• La traduction est peut-être, comme l'écrivait Roman Jakobson, la pierre de touche et d'achoppement de toute théorie du langage. Dans ce livre, l'ambition de Maurice Pergnier est de jeter un pont entre la linguistique et les réalités pratiques de la traduction : on peut donc le définir comme un traité de linguistique générale reformulée à la lumière des problèmes de la traduction. Cet ouvrage dont la première édition date d'il y a quarante ans s'est imposé comme un ouvrage de référence auprès des linguistes, des traductologues et de tous ceux qui s'intéressent à la traduction. Épuisé, il était introuvable depuis longtemps : cette édition définitive, revue et enrichie, le rend enfin de nouveau accessible.
    Maurice Pergnier entend promouvoir une approche linguistique et sociolinguistique de la traduction. Son propos est de montrer, sur des exemples concrets pour la plupart empruntés au passage de l'anglais au français, que la comparaison abstraite entre des segments de phrases d'une langue à l'autre, à laquelle s'est cantonné le structuralisme, conduit à une impasse : la traduction finirait par sembler impossible. Dès lors que l'on envisage les conditions concrètes, sociales, de la communication langagière, la traduction apparaît non seulement comme possible, mais comme un aspect capital de l'échange intersubjectif. Si les structures sémantiques ne sont pas transposables d'une langue à l'autre, les messages, eux, peuvent (et doivent) être traduits, parce que le sens n'est jamais prisonnier de ces structures.

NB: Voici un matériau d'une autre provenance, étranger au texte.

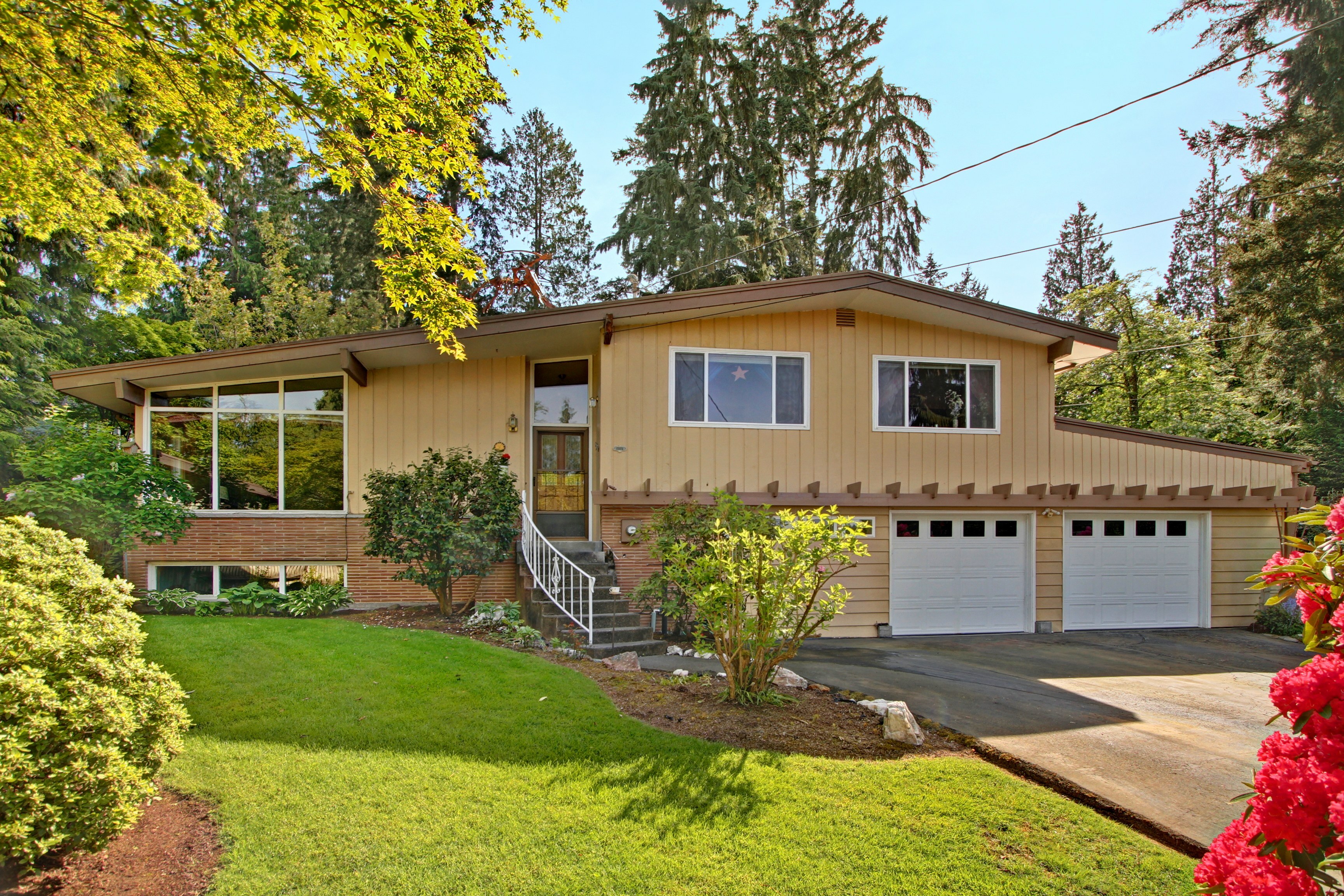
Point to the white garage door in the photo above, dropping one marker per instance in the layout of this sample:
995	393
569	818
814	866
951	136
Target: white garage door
1134	570
960	573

    La démonstration de Maurice Pergnier n'exige du lecteur aucune connaissance préalable en linguistique. Cet ouvrage d'un grand pédagogue, écrit dans une langue limpide, est accessible à quiconque souhaite s'initier aux grands problèmes de la traduction.

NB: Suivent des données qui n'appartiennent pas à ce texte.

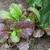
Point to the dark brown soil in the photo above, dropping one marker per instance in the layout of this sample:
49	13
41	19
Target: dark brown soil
36	44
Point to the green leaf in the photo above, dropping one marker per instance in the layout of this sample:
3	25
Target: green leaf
14	38
48	48
34	3
5	15
36	12
15	11
45	14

    Maurice Pergnier est professeur émérite de linguistique générale à l'Université Paris-Est-Créteil (UPEC). Il est l'auteur de nombreux essais parmi lesquels Les Anglicismes (1989), Du sémantique au poétique avec Baudelaire, Cocteau, Magritte (1997), Le Sommeil et les signes (2004), La désinformation par les mots (2004), De Saussure à Saussure : le « Cours de linguistique générale » à l'épreuve du siècle (2012). Il est également nouvelliste et dramaturge.

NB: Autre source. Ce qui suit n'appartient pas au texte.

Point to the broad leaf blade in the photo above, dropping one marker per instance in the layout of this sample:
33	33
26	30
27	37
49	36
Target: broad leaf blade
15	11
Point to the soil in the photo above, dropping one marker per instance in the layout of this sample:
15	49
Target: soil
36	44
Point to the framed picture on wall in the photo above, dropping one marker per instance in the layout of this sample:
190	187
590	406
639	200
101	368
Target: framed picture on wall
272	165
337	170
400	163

  • Est-il une notion plus familière à tout homo loquens que la notion de mot ? En est-il de plus enracinée dans la conscience linguistique ? Cependant c'est une notion qui a été évacuée de la grammaire par toutes les écoles linguistiques contemporaines, qui ont construit leurs hypothèses grammaticales sur les unités plus petites (morphème) ou plus vastes (phrase, syntagme). Et si, pourtant, le mot existait bien ? S'il était bien une unité grammaticale ? Non seulement une unité grammaticale « de plus », mais l'unité grammaticale par excellence, en fonction de laquelle toutes les autres trouvent leur cohérence, et autour de laquelle l'ensemble de la structure formelle s'organise ? Tirant les leçons des impasses respectives des modèles structuraliste et générativiste, cet essai propose une théorie du mot, et tente de faire apparaître que cette théorie du mot - redéfini sur une base formelle rigoureuse - constitue la clé de voûte de la morphologie et de la syntaxe, ainsi que de leurs rapports à l'énoncé.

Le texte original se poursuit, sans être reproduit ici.